If that does not find the problem, then lift the body off the lawn tractor, and trace the wiring from the seat safety switch to the ground speed control treadle, and the second lead to the control unit. Verify the ground speed switch is clean and functioning properly and the connectors from the seat all the way to the electronic control unit are clear of any corrosion or dirt. Do the same for the brake switch. Check all the grounds from the battery and wiring harness to be sure they are clean and making a good connection.


----------



## Andrew Triplett (May 5, 2019)

RC Wells said:


> Check the relay for the clutch, it really sounds as if it has failed if fumbling with the switch can make it work at times. Verify the relay has not failed, and that the lugs where it connects are clean.
> 
> There is also a diode, #18 in the following diagram: https://partscatalog.deere.com/jdrc/sidebyside/equipment/73796/referrer/navigation/pgId/2445577 The purpose is to keep the alternator from feeding back through the safety system. If that diode starts breaking down the clutch can randomly disengage.
> 
> If that does not find the problem, then lift the body off the lawn tractor, and trace the wiring from the seat safety switch to the ground speed control treadle, and the second lead to the control unit. Verify the ground speed switch is clean and functioning properly and the connectors from the seat all the way to the electronic control unit are clear of any corrosion or dirt. Do the same for the brake switch. Check all the grounds from the battery and wiring harness to be sure they are clean and making a good connection.

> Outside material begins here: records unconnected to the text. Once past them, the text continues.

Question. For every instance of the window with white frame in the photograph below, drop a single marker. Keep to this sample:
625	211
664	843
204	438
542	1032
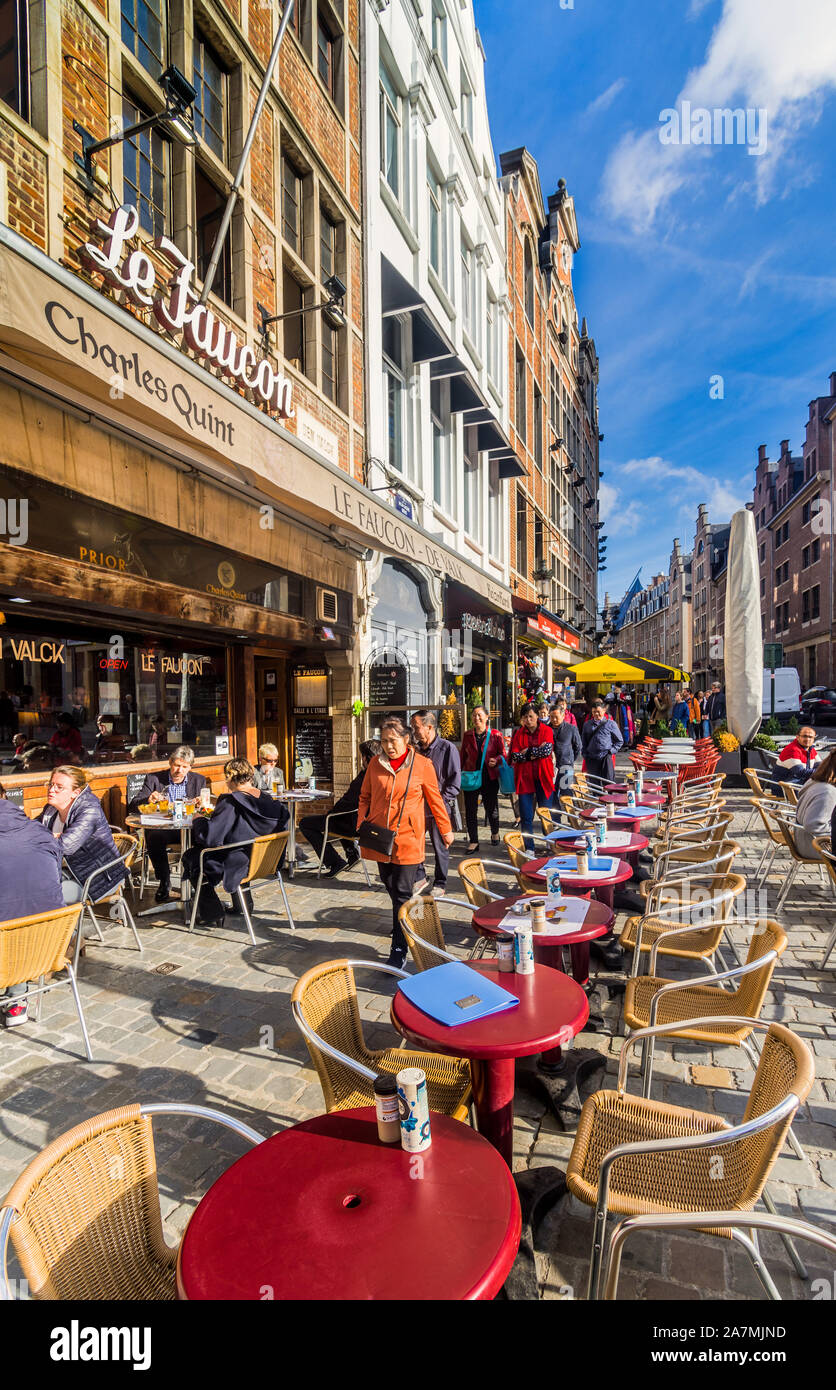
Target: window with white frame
394	392
391	135
466	288
441	448
466	103
436	223
472	485
440	29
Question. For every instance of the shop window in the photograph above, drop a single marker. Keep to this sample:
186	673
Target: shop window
210	102
295	342
209	210
143	32
14	56
145	164
391	136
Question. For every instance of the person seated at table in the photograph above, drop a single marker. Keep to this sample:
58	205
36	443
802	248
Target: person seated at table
568	749
74	816
180	783
313	827
796	761
67	738
242	812
29	883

This mower the wiring harness is not quite like that one. What your showing on that break down is the fuse box on the mower and I have replaced all of those fuses and they are still fine no breaks or burnt ends. And I have taken the rear panel off and traced I’d say 85% of the wiring harness so far and all clean and good. Where is the ground speed? Sorry I’m learning as I go along on a lot.


----------



## RC Wells (Dec 26, 2008)

Speed pedal for hydrostatic. You will find a complex switch on the linkage that will switch the clutch out in the event the reverse pedal is pressed without using the override on the clutch switch. Switch cruds up and causes clutch to drop off line.


----------



## Andrew Triplett (May 5, 2019)

RC Wells said:


> Speed pedal for hydrostatic. You will find a complex switch on the linkage that will switch the clutch out in the event the reverse pedal is pressed without using the override on the clutch switch. Switch cruds up and causes clutch to drop off line.


How would I determine if it is the switch? Just buy a new switch and see? Or should I just wire it direct and skip the switch so it will back up and cut?


----------